Cheung Kong Infrastructure already has significant investments in Australia’s energy sector, including in electricity networks in Victoria and South Australia.
All foreign investments are welcomed as long as they are legitimate. The Foreign Investment Board should not raise red flags or trigger xenophobia under the guise of national security, which can be surveil and managed through ensuring that the board of any corporation must only have Australian citizens as directors and that foreign control company be subject to annual espionage and spyware and cyber security audit by ASIO. The Reserve Bank rather should be roped in to ensure the funds coming in as investments are not corrupt or laundered money. The focus is on preventing the ill gotten gains of corrupt public servants or businessman or drug lords coming into Australia.

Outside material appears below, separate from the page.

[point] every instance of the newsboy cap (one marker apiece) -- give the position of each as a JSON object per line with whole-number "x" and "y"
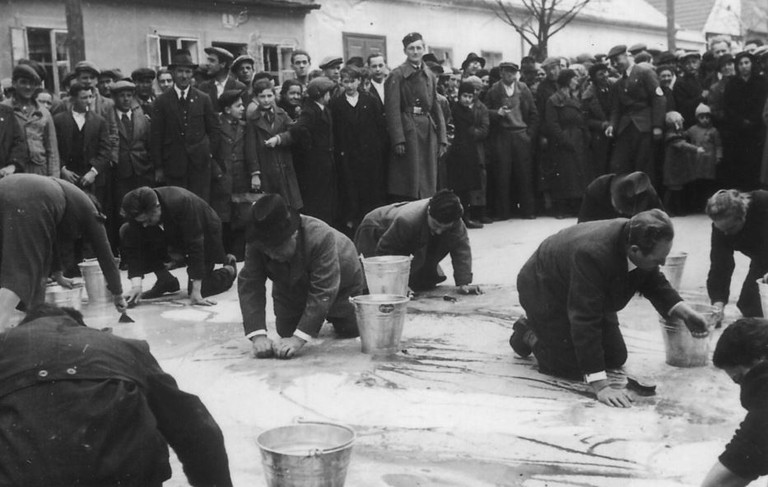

It is unethical for Li and other Asian moving their money to rich nation where people do not need them. Indonesia, Philippine, India, and many potential up coming countries in third world needed these investmemt badly, they just need to work harder to find partners who have the technology and know how to invest in infrastructure that will benefit people there as well as the invested.
LOL. If those countries want foreign investment money, they need to get their acts together and make their investment environment effective, less-corrupt, and offer a resonably good chance of decent investment return. If it is your own money, would you really want to throw your money into a black hole knowing it is infested by corrupt and incompetent officials and won’t see your money back?

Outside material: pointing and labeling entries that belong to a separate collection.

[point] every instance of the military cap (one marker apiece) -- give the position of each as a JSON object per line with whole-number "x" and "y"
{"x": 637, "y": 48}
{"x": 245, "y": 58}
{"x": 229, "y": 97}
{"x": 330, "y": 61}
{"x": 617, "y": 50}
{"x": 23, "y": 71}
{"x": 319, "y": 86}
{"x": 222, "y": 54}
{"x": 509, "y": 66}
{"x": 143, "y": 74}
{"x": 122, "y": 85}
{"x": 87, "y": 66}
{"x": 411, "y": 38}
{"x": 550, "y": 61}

Absurd. Investors who invest where return is greatest increase wealth allowing more and more future investment and development. Investors who invest in low yield investments go bankrupt and create nothing in the future. If countries want investment then they should enact the legal frameworks that secure investor confidence, have the policies that permit development without constant extortion from grifting politicians and unions, and in general make themselves into good places to invest. Even in the United States, long a haven for investment, when the Obama administration enacted expensive unpredictable regulations, raised the industrial world’s highest corporate tax rate, and allowed endless uncertainties in policies as part of a program of political intimidation, investment fell and the country has had its longest period of economic stagnation since the Great Depression. If that happens even to the US, how much more does corruption, an impossible tax and regulatory environment, extortionate government and politicians adversely affect the Phillippines or Indonesia or India. India is the classic example of a country that started to clean up its’ act, got a lot of investment, then had a political turn to an anti-capitalist government and very politicized policies ignoring international intellectual property laws and now has seen significant disinvestment from pharmaceuticals and tech companies. Li Ka-shing is investing in Australia because it is a rational environment to invest in – exactly as he should.
If countries want to attract investments like Australia, they should be as honest, non-corrupt, regulatorily predictable, and economically rational and fair-minded in their behavior as Australia.